24 Mar, 2018

4 commits

  • We add a 128-bit node identity, as an alternative to the currently used
    32-bit node address.

    For the sake of compatibility and to minimize message header changes
    we retain the existing 32-bit address field. When not set explicitly by
    the user, this field will be filled with a hash value generated from the
    much longer node identity, and be used as a shorthand value for the
    latter.

    We permit either the address or the identity to be set by configuration,
    but not both, so when the address value is set by a legacy user the
    corresponding 128-bit node identity is generated based on the that value.

    Acked-by: Ying Xue
    Signed-off-by: Jon Maloy
    Signed-off-by: David S. Miller

    Jon Maloy
     
  • As a preparation to changing the addressing structure of TIPC we replace
    all direct accesses to the tipc_net::own_addr field with the function
    dedicated for this, tipc_own_addr().

    There are no changes to program logics in this commit.

    Acked-by: Ying Xue
    Signed-off-by: Jon Maloy
    Signed-off-by: David S. Miller

    Jon Maloy
     
  • The removal of an internal structure of the node address has an unwanted
    side effect.
    - Currently, if a user is sending an anycast message with destination
    domain 0, the tipc_namebl_translate() function will use the 'closest-
    first' algorithm to first look for a node local destination, and only
    when no such is found, will it resort to the cluster global 'round-
    robin' lookup algorithm.
    - Current users can get around this, and enforce unconditional use of
    global round-robin by indicating a destination as Z.0.0 or Z.C.0.
    - This option disappears when we make the node address flat, since the
    lookup algorithm has no way of recognizing this case. So, as long as
    there are node local destinations, the algorithm will always select
    one of those, and there is nothing the sender can do to change this.

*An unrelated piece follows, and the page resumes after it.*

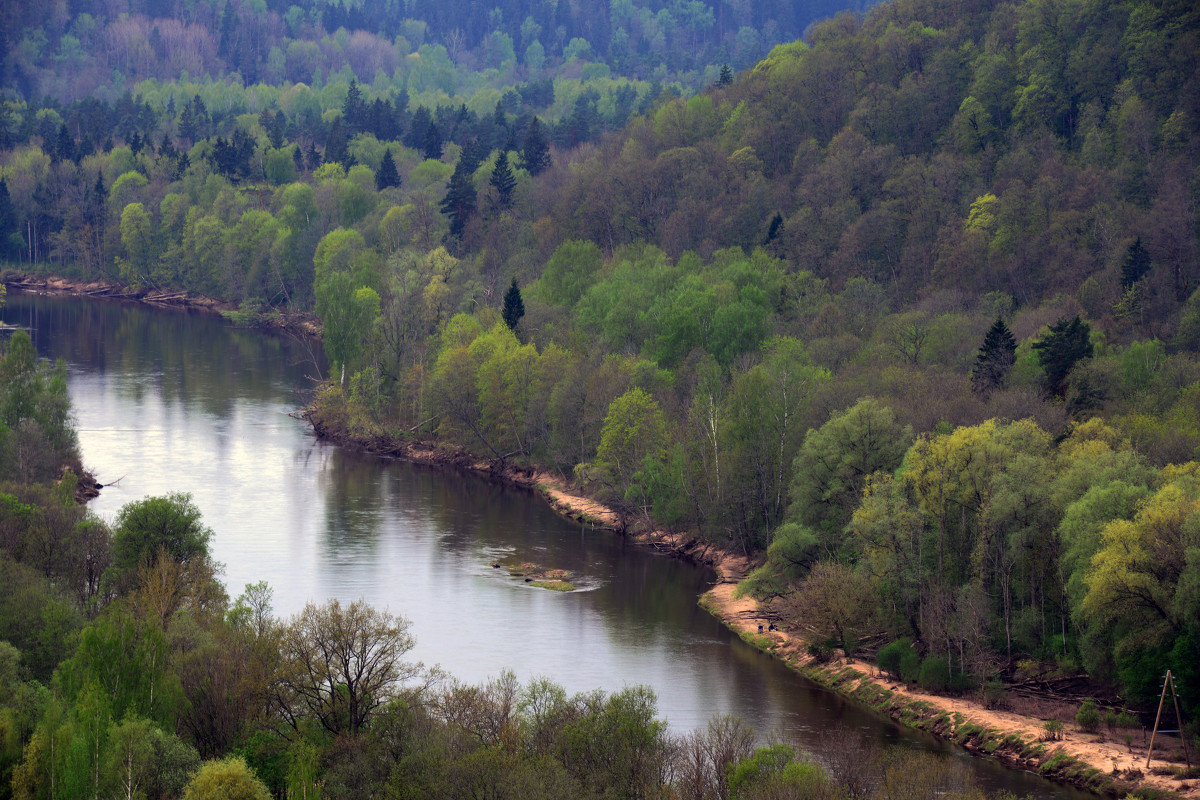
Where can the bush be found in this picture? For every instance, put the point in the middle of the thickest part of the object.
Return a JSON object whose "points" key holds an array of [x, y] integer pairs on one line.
{"points": [[900, 660], [1089, 716], [935, 674]]}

    We solve this by eliminating the 'closest-first' option, which was never
    a good idea anyway, for non-legacy users, but only for those. To
    distinguish between legacy users and non-legacy users we introduce a new
    flag 'legacy_addr_format' in struct tipc_core, to be set when the user
    configures a legacy-style Z.C.N node address. Hence, when a legacy user
    indicates a zero lookup domain 'closest-first' is selected, and in all
    other cases we use 'round-robin'.

    Acked-by: Ying Xue
    Signed-off-by: Jon Maloy
    Signed-off-by: David S. Miller

    Jon Maloy
     
  • Nominally, TIPC organizes network nodes into a three-level network
    hierarchy consisting of the levels 'zone', 'cluster' and 'node'. This
    hierarchy is reflected in the node address format, - it is sub-divided
    into an 8-bit zone id, and 12 bit cluster id, and a 12-bit node id.

    However, the 'zone' and 'cluster' levels have in reality never been
    fully implemented,and never will be. The result of this has been
    that the first 20 bits the node identity structure have been wasted,
    and the usable node identity range within a cluster has been limited
    to 12 bits. This is starting to become a problem.

    In the following commits, we will need to be able to connect between
    nodes which are using the whole 32-bit value space of the node address.
    We therefore remove the restrictions on which values can be assigned
    to node identity, -it is from now on only a 32-bit integer with no
    assumed internal structure.

    Isolation between clusters is now achieved only by setting different
    values for the 'network id' field used during neighbor discovery, in
    practice leading to the latter becoming the new cluster identity.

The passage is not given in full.